Le Dieu de Sénèque ne s'émeut pas aux prières qu'on lui adresse, pas plus que le Dieu des Chrétiens n'est aimé en raison du bon ordre qu'il fait régner dans le monde: aussi proches que les deux expériences peuvent devenir, elles ne comblent pas une différence, qui est un gouffre !
Est-ce parce que le Dieu monothéiste des Chrétiens porte visage humain ? Est-ce parce que celui de Sénèque et des Stoïciens n'a de sens que pour une élite d'hommes capable d'envisager le monde comme un tout, dont le mouvement obéit à une volonté, y compris dans la moindre de ses parties? Les habitants de l'empire, sentant le sol religieux s'ébranler sous leurs pieds, vont faire leur choix, et ce choix ira pour le Dieu des Chrétiens !

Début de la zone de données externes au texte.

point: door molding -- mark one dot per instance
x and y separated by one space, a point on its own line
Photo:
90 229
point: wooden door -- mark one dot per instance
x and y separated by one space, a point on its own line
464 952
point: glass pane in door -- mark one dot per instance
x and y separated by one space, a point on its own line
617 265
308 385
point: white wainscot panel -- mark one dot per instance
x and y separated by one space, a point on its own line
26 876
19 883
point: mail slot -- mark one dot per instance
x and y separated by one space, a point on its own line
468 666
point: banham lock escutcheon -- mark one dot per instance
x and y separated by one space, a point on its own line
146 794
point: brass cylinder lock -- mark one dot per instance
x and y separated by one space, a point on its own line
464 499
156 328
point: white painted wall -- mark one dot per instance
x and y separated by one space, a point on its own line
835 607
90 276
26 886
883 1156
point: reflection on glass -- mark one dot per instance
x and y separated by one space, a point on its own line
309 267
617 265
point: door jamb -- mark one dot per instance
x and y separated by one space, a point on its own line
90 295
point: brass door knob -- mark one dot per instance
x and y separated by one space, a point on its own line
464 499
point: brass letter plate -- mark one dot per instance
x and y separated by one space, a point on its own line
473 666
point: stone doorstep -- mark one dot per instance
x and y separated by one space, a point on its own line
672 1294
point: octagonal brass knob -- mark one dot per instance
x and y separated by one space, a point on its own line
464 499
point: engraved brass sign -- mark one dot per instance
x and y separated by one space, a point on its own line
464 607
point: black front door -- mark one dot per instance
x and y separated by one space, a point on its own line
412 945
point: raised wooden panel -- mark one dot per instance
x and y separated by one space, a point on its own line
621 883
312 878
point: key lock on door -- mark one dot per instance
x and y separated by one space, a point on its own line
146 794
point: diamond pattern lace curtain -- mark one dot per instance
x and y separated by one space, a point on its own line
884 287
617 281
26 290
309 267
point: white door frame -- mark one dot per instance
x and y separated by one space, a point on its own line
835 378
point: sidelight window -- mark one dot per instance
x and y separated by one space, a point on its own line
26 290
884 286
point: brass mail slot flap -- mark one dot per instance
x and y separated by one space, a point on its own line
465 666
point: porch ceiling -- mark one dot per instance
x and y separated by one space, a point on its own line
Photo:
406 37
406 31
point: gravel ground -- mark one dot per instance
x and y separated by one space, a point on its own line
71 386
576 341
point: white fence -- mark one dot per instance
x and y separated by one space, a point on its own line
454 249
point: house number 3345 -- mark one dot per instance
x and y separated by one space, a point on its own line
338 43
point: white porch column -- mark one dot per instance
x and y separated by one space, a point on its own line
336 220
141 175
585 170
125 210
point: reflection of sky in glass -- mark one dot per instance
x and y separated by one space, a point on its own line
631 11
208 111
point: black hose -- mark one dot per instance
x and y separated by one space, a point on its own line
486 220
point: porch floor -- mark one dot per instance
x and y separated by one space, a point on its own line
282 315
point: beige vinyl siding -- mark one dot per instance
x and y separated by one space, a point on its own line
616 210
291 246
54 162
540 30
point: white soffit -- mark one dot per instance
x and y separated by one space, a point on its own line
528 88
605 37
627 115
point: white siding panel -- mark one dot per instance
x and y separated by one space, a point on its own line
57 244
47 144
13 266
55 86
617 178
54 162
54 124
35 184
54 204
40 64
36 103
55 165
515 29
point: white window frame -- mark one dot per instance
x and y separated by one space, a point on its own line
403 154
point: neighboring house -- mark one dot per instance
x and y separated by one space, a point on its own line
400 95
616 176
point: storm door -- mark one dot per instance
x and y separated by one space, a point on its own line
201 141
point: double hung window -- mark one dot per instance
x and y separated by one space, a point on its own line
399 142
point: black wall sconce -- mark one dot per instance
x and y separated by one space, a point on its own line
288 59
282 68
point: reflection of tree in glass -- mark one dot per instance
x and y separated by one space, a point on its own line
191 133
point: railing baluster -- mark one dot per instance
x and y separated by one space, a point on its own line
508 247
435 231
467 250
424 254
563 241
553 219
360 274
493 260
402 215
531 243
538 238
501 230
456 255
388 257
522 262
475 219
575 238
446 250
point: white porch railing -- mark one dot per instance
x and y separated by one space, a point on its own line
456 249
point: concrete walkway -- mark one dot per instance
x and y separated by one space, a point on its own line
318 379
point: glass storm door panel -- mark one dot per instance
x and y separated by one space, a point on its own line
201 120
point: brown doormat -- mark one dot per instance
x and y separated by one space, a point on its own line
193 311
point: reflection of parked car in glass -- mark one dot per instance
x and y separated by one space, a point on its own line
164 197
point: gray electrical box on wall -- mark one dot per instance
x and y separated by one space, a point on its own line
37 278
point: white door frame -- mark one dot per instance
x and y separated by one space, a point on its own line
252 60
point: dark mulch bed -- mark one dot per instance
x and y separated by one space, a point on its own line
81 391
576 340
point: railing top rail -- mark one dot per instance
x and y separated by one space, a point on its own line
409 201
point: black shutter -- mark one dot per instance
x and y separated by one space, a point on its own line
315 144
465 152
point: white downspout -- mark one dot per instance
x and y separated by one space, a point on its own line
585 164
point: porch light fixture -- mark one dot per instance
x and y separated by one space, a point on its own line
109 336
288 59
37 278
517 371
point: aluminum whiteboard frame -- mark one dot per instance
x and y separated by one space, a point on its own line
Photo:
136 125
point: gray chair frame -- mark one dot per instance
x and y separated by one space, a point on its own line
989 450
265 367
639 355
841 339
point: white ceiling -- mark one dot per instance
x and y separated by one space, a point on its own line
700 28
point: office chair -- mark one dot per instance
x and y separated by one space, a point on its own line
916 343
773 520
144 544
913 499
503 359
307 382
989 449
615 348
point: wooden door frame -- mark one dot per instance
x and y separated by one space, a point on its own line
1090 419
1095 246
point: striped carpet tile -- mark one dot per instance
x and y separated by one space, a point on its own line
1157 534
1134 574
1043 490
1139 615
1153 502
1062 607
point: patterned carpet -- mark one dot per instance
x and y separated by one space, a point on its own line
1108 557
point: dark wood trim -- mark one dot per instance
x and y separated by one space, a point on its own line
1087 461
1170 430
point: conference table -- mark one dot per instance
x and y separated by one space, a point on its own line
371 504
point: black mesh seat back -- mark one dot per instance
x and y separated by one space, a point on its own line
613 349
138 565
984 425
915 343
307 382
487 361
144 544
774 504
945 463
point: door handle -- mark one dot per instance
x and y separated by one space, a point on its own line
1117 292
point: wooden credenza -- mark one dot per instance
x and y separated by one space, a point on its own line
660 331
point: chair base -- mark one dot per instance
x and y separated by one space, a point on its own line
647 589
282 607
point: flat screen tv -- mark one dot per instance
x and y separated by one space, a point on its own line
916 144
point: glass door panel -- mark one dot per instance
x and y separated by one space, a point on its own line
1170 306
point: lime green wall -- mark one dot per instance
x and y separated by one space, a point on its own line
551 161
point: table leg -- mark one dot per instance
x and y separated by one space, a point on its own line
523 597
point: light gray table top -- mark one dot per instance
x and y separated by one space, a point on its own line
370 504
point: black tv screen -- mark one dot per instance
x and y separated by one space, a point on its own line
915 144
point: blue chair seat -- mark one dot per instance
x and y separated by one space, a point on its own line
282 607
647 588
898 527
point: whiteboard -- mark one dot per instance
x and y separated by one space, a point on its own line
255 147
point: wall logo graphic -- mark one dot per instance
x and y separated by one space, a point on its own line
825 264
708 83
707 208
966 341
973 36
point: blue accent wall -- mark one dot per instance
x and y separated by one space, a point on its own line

Quant à Sénèque, il eut, pour quitter la scène, un choix à faire qui a valeur de testament : sommé par Néron de mettre un terme à ses jours, et considérant que cela équivalait à un arrêt du destin, il s'y employa avec le même sérieux dont il fait preuve pour rédiger un aphorisme : «Tout ce que la constitution de l'univers nous astreint à souffrir, endurons-le en faisant preuve de grandeur d'âme».